The Detriments of Comparison

Why are we so quick to compare ourselves when our personal progress is just as substantial? Learn about comparisons and how to limit them.

“I wish I had what they had,” or “Why am I not as good as this person.” I hear these two joint statements when people compare themselves to others. Although initially, it might seem like statements that detail one person wanting something that someone else possesses or has, in actuality, it’s deeper than that. When we often compare ourselves to others, we forget the importance and quality of our own progress and want what someone else has to compensate for it. Comparing ourselves to others is an interesting topic to think about. So let’s get right to it.
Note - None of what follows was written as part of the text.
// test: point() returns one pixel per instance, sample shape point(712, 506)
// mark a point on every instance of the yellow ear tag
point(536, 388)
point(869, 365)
How does comparison begin?

Whenever we begin focusing on our own progress and strive for our own greatness, it can sometimes be draining or upsetting to see someone doing better than us. Whether you are an athlete, work at a corporate job, have a business you aspire to build, or are really doing anything, there will always be someone better than you. That’s just how life goes. People are placed on this earth and equipped with different or unique abilities that allow them to outperform others or even you. And sometimes, when we are being surpassed, it can be tough not to compare ourselves to them. I mean, in reality, they emulate where you want to be. So why not compare yourself to them?

Why Comparing yourself actually doesn’t accomplish anything.

When we compare ourselves to others, we usually want what they have. We’re envious of their success. Because we believe that we should be at their level. But we just aren’t. And when we inherently compare ourselves to these people who are better than us, we either gain motivation from it (which is rare), or most of the time, we don’t take the necessary actions to strive for that same level of greatness. We blame others for not being at the level we should be. Or we’re just so upset that some people are more successful than us that we give up and stay average for the rest of our lives.

When I was playing basketball, I would sometimes fall into this habit. I always thought I needed to be as good as the person next to me to compete and gain the respect I wanted. Instead, after my injuries, I knew my progress was at a different level than everyone else’s. I had been through unique challenges and didn’t have the same physical abilities as everyone else. Instead, I focused on the things in my control and became better every day. And in that habit of comparison, I learned growth. After a while, I became better than the people I was comparing myself to initially.

I learned from comparing myself that it didn’t help me. Although I wished I hadn’t gotten injured and could truly live out my basketball dreams, I became more grateful for my hardships because they made me stronger and more resilient than everyone else. It made me realize that my progress was the only important thing I had to worry about. I can’t control others and be them. So why worry about them? It’s genuinely just me, myself, and I. 

How do we start focusing on our growth and less on comparing ourselves to others?

1) Focus on yourself, not others 

You’re on a different journey than everyone else. Focus on your own growth and how you can be better today than you were yesterday.

2) Be consistent

The only way results will show is through consistency. Work on yourself every day and stay on top of it.

3) Be confident in your abilities

Confidence is a huge factor that plays into this concept. Know who you are and what you can achieve in any given space.